The egg is obviously a given.  Price is a master egg poacher (I swear it’s not the only reason I married him), and those jumbo farmers’ market fresh eggs just happen to be perfect for it.   Also, lucky for us, kale maintains a presence at the farmers’ market year-round.  And while heirloom tomatoes—a favorite—have their own specific season, we can always find some juicy tomato variety that will do the trick.  One more ingredient that we won’t do without?  The shallot.  It’s an incredibly versatile ingredient, and stays continuously stocked in our pantry.  They’re so delicate, yet so full of flavor—great raw in dressings or lightly sautéed to top many a dinner (salad, soup, pasta…).  They do make appearances at the farmers’ market from time to time; however, lucky for us, grocery stores keep them stocked year-round.

Ballard contains one more Sunday staple for us besides the market itself—Morsel and Bean.  Biscuits, biscuits, biscuits.  This tiny house-looking treasure has a line out the door (and more often than not around the corner) the minute it opens, rain or shine.  The staff has been there baking homemade buttermilk biscuits since 4 am, yet somehow still manage to be some of the friendliest, funniest, cheeriest folks around during the weekend rush.  I can distinctly remember a great conversation about the goonies one Sunday, filled with more laughs than I can say.  Lucky for us, they just happen to have a drive-through window that’s open part of the day.  While you can’t get everything on the menu there, it works for us, who just want to nab our biscuits and run home to pile them up with farmers’ market ingredients.  And the line is much, much shorter.  Did I mention how weekend brunches in Seattle require patience?

We are fortunate to have this spot to frequent, and if you have a local place to grab a few biscuits I would highly suggest it, but we’ve made these “breakfast sandwiches” with thick slices of toast, much simpler homemade biscuits (they may be their own post later…), or even blissfully easy English muffins.  They’ve always turned out tasty.  On top of that, they’ve continued to fuel my overwhelming desire for brunch…

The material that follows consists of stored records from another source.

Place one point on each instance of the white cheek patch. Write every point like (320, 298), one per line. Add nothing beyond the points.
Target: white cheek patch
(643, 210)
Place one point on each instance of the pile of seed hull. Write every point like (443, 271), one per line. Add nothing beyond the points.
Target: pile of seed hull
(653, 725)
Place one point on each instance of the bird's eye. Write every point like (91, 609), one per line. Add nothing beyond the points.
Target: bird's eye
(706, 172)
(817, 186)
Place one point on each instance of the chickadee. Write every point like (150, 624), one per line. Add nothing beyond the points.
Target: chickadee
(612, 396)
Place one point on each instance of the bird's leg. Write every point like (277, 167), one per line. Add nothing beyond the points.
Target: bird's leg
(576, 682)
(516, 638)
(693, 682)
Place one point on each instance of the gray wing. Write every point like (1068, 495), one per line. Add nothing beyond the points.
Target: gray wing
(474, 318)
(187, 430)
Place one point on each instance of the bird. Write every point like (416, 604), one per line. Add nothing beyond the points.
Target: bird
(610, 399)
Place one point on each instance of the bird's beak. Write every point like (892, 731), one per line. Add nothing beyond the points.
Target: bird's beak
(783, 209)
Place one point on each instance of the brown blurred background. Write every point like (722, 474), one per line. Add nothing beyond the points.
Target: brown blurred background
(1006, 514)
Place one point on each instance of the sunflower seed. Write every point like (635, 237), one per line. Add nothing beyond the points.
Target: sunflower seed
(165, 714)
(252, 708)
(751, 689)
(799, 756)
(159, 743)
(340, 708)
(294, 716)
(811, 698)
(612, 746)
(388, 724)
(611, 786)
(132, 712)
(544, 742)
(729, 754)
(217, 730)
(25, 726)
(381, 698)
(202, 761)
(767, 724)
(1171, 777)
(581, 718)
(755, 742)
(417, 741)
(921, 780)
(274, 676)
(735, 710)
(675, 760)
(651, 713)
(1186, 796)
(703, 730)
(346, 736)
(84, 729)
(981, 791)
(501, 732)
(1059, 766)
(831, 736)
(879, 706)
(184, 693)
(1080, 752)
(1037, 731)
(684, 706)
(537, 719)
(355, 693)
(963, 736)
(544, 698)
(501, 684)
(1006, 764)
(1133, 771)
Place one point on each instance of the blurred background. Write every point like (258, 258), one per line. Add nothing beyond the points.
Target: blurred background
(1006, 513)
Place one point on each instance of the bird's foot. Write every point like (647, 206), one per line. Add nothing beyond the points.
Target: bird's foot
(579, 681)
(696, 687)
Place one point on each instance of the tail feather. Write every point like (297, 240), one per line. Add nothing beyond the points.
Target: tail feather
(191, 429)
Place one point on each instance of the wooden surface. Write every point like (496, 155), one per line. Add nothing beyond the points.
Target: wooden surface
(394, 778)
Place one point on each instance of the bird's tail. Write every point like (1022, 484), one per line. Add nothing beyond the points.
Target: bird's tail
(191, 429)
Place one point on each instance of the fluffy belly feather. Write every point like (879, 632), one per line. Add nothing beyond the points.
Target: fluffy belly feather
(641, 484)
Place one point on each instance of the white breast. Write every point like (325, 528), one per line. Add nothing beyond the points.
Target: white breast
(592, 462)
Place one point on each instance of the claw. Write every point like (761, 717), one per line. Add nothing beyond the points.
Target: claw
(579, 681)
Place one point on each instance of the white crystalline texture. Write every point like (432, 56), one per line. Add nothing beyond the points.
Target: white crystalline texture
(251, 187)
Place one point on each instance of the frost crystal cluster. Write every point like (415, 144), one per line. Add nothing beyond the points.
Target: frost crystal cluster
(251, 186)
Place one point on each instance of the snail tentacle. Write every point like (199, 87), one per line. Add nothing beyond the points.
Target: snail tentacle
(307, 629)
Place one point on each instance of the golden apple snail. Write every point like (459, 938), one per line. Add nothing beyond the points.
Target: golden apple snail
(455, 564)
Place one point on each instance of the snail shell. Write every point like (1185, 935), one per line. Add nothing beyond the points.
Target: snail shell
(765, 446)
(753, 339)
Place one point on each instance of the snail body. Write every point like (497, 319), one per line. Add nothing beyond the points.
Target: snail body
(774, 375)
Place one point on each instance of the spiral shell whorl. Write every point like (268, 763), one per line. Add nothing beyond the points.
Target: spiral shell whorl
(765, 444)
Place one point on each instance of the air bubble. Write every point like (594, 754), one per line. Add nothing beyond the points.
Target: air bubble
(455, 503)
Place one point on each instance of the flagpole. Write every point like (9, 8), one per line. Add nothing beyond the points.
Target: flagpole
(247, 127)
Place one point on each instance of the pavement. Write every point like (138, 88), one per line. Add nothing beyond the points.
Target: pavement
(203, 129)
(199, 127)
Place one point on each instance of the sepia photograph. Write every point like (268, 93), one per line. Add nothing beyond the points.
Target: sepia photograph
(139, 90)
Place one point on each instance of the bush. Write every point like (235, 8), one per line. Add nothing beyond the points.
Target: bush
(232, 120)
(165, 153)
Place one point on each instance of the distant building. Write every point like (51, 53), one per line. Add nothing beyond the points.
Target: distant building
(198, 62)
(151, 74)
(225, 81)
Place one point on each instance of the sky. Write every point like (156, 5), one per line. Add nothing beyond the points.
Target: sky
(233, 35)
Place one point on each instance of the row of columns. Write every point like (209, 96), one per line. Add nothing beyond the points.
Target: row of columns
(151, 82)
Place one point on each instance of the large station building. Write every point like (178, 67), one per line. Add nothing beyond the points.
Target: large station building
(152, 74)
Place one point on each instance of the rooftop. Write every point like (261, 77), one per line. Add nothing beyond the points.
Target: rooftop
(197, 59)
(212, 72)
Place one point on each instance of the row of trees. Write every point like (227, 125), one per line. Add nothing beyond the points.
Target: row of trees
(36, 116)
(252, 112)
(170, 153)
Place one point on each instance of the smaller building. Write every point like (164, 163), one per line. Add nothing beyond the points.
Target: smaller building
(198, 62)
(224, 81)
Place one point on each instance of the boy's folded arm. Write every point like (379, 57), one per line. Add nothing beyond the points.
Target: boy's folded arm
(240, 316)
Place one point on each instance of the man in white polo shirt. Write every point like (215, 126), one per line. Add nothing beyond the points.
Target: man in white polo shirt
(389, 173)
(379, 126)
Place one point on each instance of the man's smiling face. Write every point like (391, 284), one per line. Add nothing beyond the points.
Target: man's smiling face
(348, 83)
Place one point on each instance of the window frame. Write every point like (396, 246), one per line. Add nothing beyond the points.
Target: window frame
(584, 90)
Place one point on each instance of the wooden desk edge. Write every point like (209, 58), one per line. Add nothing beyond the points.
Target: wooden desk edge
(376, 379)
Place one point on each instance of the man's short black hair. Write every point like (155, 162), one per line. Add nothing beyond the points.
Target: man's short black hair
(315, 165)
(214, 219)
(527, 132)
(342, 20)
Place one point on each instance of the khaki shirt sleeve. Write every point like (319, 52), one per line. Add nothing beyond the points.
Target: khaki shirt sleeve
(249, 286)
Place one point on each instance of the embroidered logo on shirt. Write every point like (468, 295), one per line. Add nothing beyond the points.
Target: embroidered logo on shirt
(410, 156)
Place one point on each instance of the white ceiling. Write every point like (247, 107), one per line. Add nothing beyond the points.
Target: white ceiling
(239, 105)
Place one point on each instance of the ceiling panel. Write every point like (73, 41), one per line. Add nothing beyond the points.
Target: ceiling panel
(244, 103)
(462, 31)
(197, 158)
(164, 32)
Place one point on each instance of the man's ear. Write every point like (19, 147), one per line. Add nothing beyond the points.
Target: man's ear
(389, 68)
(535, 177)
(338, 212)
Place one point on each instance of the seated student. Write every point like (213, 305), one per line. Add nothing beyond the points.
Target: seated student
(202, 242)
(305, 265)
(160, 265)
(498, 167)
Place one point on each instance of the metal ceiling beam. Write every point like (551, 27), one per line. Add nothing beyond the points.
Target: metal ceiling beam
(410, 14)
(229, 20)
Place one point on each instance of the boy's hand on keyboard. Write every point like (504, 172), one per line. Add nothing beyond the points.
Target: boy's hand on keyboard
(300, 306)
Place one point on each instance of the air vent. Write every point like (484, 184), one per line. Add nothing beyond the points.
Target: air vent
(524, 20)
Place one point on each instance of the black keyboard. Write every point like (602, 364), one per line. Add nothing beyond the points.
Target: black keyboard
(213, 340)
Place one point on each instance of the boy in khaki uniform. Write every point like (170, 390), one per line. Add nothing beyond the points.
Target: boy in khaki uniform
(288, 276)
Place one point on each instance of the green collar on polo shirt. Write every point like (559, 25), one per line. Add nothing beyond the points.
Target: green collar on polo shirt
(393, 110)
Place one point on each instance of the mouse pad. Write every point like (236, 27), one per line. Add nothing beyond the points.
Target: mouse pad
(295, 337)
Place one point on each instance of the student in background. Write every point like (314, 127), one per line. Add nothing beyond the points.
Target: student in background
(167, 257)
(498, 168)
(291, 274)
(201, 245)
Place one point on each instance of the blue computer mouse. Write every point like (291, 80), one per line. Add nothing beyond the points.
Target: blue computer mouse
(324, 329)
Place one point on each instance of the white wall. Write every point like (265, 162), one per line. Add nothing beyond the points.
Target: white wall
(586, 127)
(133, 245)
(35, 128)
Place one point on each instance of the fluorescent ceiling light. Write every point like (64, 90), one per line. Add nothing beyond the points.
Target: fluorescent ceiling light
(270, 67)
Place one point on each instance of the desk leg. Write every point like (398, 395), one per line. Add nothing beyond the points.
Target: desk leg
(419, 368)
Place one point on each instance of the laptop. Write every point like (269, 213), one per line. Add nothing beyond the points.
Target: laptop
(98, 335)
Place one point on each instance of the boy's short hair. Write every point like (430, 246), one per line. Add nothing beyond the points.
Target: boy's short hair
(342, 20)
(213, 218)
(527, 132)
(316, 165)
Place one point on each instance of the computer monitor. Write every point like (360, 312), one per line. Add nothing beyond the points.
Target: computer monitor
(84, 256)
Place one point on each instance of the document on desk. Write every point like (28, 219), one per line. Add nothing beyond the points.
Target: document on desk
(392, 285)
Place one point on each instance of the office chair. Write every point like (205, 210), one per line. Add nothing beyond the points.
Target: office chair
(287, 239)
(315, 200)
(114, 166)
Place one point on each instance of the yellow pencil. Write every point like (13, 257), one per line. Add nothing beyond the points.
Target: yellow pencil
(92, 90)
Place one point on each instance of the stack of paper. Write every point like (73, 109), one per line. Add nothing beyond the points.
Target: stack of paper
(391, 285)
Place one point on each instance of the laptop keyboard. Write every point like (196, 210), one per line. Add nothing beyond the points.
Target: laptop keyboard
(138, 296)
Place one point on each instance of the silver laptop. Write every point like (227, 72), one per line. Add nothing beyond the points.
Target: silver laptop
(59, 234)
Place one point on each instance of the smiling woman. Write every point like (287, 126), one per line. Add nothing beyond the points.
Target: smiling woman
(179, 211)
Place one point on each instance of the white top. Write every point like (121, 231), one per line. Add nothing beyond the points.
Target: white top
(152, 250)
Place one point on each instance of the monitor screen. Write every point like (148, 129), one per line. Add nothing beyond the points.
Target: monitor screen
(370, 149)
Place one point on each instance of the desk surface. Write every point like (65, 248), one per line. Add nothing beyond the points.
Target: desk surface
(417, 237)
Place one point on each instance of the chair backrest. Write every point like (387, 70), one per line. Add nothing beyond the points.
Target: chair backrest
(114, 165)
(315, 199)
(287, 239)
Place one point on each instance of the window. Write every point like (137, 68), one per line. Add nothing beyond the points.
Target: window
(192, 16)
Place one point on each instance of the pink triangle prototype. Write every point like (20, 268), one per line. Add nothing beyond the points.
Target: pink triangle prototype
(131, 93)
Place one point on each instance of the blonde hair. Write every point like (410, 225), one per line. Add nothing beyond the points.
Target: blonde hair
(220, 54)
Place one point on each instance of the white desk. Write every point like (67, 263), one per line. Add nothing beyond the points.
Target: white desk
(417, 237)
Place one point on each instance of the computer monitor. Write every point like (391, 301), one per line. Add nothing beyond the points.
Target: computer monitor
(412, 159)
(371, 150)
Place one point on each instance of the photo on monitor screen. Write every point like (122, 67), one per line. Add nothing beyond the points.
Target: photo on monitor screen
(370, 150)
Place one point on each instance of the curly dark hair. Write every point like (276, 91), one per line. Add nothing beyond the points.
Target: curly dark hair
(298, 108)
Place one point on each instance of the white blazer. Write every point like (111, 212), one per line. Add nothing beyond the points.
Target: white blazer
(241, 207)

Open-faced Biscuit Sandwich with Kale, Tomato, Shallot, and a Poached Egg

(serves 2-4)


  • biscuits—halved, slices of toast, English muffins—halved, etc.
  • smoked mozzarella, sliced
  • 1 large heirloom tomato, sliced
  • 1 large bunch kale, washed and roughly chopped
  • 2 large shallots, halved and sliced into strips
  • 1 ½ tbs. white wine (or white cooking wine)
  • ¼  c. chicken broth (we use low sodium)
  • pinch of sugar
  • pinch of red pepper flakes
  • scant ½ c. apple cider vinegar
  • extra virgin olive oil
  • salt and pepper
  • eggs
  • white distilled vinegar


For the kale:

  1. Preheat a heavy-bottomed pan (we use a dutch oven) to medium.  Start with approximately 1 tbs. extra virgin olive oil in the pan.
  2. Add sliced shallot and red pepper flakes and cook till browning, stirring on occasion.
  3. Deglaze pan with white wine.
  4. Once all the liquid is gone, add kale, chicken broth, apple cider vinegar, about ½ c water, sugar, salt and pepper and bring to a simmer. 
  5. Cover and let cook until kale has wilted and majority of liquid has been absorbed (about 15-20 minutes).
  6. Remove from heat, leave covered to keep it warm, and set aside.

For biscuits:

  1. Put sliced mozzarella on top of biscuits/toast/muffins and place in warmed oven till melted.
  2. Remove from oven, top each with a slice of tomato.

For the poached eggs:

  1. Fill tall-sided pan with 1-2 inches of water and a splash of white distilled vinegar.  Bring to a boil.
  2. Crack eggs individually into bowls for easier pouring.
  3. Once the water boils, remove from heat, gently pour eggs into the water, cover immediately, and let sit for 4 minutes (or until the whites appear set).
  4. Using a slotted spoon, remove the eggs from the water.

To assemble:

  1. Place biscuit/toast/muffin with melted mozzarella and tomato on plate. 
  2. Place kale mixture on top, using a slotted spoon to let remaining liquid drain.
  3. Top with the poached eggs.

No one said anything against brunch for dinner either.